Только куда уж Старому Нолликинсу! Он проскользнул, как крыса, обратно в дом, втиснулся в чуланчик под лестницей, оставив дверь широко открытой, и стал ждать.
Но что это? На улице показались слабые мерцающие огоньки, донеслись крики голосков, совсем не похожих на человеческие, и через минуту–другую музыка загремела так, что стеклянный ящик на столе с моделью брига, оставшейся от недоброй памяти дедушки Старого Нолликинса, который сгинул в Тобаго, зазвенел в такт мелодии, и кувырком со своих кроватей в рваных штанишках и рубашках, босые, пронеслись, как ветер, со ступеньки на ступеньку, прикрываясь мешками, привидения его трёх учеников. Старый Нолликинс едва успел разглядеть блаженную улыбку на лицах, уловить блеск зубов в полуоткрытых ртах, как их и след простыл. Весь дрожа, словно в лихорадке, старец бросился вверх по лестнице, и через минуту по всему дому эхом разнеслись удары молотка, которым он вгонял десятипенсовый гвоздь над замочной скважиной двери чердака. Он подвесил ключ и подкову на веревочках, опустил молоток и прислушался. Ни шепотка, ни вздоха, ни вскрика не донеслось изнутри, но он не осмеливался открыть дверь в ужасе перед тем, что должно было предстать его взору.
Любопытство, однако, победило. Натянув плащ на костлявые плечи, он поспешил на улицу. Ну, конечно, там и сям повсюду на инее и снегу виднелись следы ног — во всяком случае, так показалось его завистливым глазам — потому что эти следы были не глубже касания крыла голодной птицы. В простоте своей он тешил себя мыслью, как ловко удалось ему провести своих учеников, и что теперь их пустые детские тела навсегда останутся у него в плену, готовые явиться по первому мановению и зову. Он решил последовать на заливные луга за тенями, которые уже скрылись из виду.
Долго он шёл и шёл, едва переводя свистящее дыхание и переступая ногами, и, наконец, подошёл к тому месту, где стояли кружком подстриженные ивы, а вода в излучине реки сверкала под луной, как стекло. Здесь среди пышных, одетых морозом трав, собралось удивительное общество, а неземная музыка, казалось, исходила из нутра расположенного рядом холмика, который называли Лагерем Цезаря. Изнутри доносились голоса и пение. А везде по лугу блуждали радостные тени из детских снов со всего Черитона, из окрестных сёл и цыганских таборов на многие мили вокруг. Овцы здесь были тоже, и, когда старик проходил мимо, их жёлтые глаза поблескивали при луне. Никто не обращал внимания на детей и на «странников», созвавших их из снов.

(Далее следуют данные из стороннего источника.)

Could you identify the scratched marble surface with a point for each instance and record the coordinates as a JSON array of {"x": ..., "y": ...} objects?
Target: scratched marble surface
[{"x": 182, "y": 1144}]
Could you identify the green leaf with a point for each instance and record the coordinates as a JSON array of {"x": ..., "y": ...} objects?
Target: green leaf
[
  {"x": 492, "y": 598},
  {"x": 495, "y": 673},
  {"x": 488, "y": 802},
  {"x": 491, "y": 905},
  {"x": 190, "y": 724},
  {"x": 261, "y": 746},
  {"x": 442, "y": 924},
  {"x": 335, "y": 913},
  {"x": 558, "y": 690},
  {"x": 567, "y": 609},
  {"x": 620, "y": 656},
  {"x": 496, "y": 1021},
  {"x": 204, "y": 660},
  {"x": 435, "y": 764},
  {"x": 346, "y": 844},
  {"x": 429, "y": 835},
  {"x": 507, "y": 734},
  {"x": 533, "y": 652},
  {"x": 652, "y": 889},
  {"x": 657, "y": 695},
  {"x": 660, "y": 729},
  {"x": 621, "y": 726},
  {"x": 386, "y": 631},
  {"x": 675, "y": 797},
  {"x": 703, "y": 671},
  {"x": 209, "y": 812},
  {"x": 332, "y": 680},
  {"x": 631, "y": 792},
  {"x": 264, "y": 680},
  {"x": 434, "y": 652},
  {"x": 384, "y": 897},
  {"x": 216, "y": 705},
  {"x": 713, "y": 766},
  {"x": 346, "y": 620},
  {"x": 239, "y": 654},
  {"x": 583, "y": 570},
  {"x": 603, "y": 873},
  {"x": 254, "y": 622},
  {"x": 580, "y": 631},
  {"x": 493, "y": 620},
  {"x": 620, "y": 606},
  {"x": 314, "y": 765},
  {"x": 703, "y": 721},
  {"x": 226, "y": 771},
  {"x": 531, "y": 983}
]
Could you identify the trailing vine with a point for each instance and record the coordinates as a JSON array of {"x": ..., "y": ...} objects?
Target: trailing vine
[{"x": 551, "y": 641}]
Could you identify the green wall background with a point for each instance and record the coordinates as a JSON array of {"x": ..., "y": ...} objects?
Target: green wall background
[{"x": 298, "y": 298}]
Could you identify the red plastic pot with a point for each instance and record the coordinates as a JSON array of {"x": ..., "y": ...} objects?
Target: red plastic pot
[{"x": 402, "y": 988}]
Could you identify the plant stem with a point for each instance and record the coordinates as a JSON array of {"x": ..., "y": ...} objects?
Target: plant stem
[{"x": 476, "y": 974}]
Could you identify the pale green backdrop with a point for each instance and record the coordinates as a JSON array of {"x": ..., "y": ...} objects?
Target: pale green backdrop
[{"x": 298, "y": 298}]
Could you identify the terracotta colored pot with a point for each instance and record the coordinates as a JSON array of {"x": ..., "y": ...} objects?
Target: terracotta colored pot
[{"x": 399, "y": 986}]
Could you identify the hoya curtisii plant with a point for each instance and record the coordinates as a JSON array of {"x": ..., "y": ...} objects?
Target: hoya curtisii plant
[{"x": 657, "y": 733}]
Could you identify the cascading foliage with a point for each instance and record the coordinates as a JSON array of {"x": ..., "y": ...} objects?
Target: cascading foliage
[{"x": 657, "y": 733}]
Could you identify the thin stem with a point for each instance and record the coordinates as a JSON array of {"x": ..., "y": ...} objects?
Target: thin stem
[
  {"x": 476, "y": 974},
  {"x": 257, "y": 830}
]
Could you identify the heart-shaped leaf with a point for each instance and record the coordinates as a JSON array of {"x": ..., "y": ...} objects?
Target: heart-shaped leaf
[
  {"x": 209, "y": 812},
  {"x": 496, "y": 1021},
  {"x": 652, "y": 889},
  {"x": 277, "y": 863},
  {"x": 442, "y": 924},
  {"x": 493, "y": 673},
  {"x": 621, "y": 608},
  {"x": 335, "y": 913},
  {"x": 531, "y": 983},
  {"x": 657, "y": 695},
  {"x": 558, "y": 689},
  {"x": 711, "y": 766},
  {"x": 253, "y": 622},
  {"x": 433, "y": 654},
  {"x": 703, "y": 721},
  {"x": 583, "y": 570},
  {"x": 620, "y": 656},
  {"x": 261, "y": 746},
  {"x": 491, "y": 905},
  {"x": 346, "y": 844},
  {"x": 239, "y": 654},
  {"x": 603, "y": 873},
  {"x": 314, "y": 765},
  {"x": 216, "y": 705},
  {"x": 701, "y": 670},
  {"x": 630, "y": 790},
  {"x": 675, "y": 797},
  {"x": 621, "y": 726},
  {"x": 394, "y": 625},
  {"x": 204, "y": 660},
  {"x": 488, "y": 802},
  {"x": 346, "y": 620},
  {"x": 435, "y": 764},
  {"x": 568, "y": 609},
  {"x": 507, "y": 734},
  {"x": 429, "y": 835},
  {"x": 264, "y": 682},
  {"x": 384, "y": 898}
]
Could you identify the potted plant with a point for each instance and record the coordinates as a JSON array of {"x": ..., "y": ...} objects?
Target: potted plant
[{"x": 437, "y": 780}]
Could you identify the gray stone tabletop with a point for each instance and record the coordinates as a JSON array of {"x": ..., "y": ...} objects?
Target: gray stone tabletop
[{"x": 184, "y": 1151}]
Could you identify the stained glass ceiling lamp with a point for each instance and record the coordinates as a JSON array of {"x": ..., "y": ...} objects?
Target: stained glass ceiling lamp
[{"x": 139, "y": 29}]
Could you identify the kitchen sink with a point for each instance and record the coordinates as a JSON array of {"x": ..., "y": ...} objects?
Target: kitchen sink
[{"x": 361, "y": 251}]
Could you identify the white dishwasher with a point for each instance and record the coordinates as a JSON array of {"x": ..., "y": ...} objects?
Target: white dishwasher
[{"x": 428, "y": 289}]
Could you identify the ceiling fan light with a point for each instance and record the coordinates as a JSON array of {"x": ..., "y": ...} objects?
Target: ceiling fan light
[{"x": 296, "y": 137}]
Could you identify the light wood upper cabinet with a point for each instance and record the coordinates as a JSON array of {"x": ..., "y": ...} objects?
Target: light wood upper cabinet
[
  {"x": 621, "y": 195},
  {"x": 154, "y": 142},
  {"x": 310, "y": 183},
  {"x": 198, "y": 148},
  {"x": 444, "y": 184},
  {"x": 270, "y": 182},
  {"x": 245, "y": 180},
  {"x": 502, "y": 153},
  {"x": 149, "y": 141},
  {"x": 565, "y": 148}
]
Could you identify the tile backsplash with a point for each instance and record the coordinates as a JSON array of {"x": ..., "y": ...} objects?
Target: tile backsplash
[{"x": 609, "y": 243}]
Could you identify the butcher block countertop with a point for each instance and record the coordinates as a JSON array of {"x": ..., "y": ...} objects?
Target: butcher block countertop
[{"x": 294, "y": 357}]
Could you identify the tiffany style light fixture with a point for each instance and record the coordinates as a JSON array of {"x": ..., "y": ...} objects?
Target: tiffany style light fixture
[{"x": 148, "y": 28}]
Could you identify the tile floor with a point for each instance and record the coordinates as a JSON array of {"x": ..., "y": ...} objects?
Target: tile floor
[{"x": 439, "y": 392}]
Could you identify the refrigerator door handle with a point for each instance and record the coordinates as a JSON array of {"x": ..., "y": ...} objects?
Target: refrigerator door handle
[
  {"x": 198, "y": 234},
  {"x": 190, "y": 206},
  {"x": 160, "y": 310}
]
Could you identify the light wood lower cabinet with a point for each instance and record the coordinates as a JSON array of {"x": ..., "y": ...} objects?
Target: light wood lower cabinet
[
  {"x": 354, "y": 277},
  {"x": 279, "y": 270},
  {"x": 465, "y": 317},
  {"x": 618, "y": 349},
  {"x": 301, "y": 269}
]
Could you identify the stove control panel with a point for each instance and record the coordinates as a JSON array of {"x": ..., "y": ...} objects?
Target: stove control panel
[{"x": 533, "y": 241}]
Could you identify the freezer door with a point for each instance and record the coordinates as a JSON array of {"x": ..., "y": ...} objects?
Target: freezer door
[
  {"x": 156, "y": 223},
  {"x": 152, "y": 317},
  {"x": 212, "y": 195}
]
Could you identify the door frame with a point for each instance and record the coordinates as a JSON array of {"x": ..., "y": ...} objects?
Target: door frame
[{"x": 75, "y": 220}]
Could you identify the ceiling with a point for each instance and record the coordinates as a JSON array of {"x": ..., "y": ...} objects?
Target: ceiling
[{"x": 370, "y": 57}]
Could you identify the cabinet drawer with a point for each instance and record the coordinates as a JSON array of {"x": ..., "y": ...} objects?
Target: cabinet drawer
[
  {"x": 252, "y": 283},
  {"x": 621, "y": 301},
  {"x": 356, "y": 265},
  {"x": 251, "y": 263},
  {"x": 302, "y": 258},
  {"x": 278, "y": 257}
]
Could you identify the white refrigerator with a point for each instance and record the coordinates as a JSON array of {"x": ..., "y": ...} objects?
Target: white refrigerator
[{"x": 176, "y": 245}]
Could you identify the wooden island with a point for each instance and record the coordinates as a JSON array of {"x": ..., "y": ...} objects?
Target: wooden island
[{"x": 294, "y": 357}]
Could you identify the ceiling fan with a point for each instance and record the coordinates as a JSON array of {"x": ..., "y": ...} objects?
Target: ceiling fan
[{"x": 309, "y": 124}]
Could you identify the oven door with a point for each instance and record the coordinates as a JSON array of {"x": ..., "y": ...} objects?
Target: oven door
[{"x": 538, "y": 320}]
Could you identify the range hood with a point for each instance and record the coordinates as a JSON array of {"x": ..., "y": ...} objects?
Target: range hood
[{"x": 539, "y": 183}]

И вправду странными были эти странники: небольшого роста, в одеждах, будто сотканных из паутины, с гладкими светлыми волосами, мягко ниспадавшими по обеим щекам их худых лиц, так что все они казались седобородыми. Они расхаживали по лугу, поворачивая головы к детям из стороны в сторону, а морозные травы лишь чуть сгибались под их легкой поступью. Печать неизменного добросердечия лежала на всём их облике, а в глазах светился тихий отблеск морской воды в грозовую ночь, когда рябь прилива накатывает на широкую полосу песка.
При виде всего этого Старого Нолликинса одолел смертный страх. Нигде не было видно ни Тома, ни Дика, ни Гарри: они, должно быть, спрятались в поющем холме и пировали там приснившимися яствами. От струнного звона и трубного гласа нескончаемой музыки голова его пошла кругом. Он стал искать, где бы спрятаться, и, наконец, пошёл к старым узловатым ивам у заледеневшего ручья. Здесь бы ему и простоять целым и невредимым до самого утра, если бы, когда он пролезал между нижними ветками дерева, иней не попал ему в нос и не заставил громко чихнуть. Впрочем, простоял бы он тут целым и невредимым, если бы только чихнул, потому что чих старикашки был очень похож на кашель простуженной овцы. Но он до того перетрусил, застав такое общество, что, чихнув, громко крикнул: «Будьте здоровы!», как его когда‑то учила мама.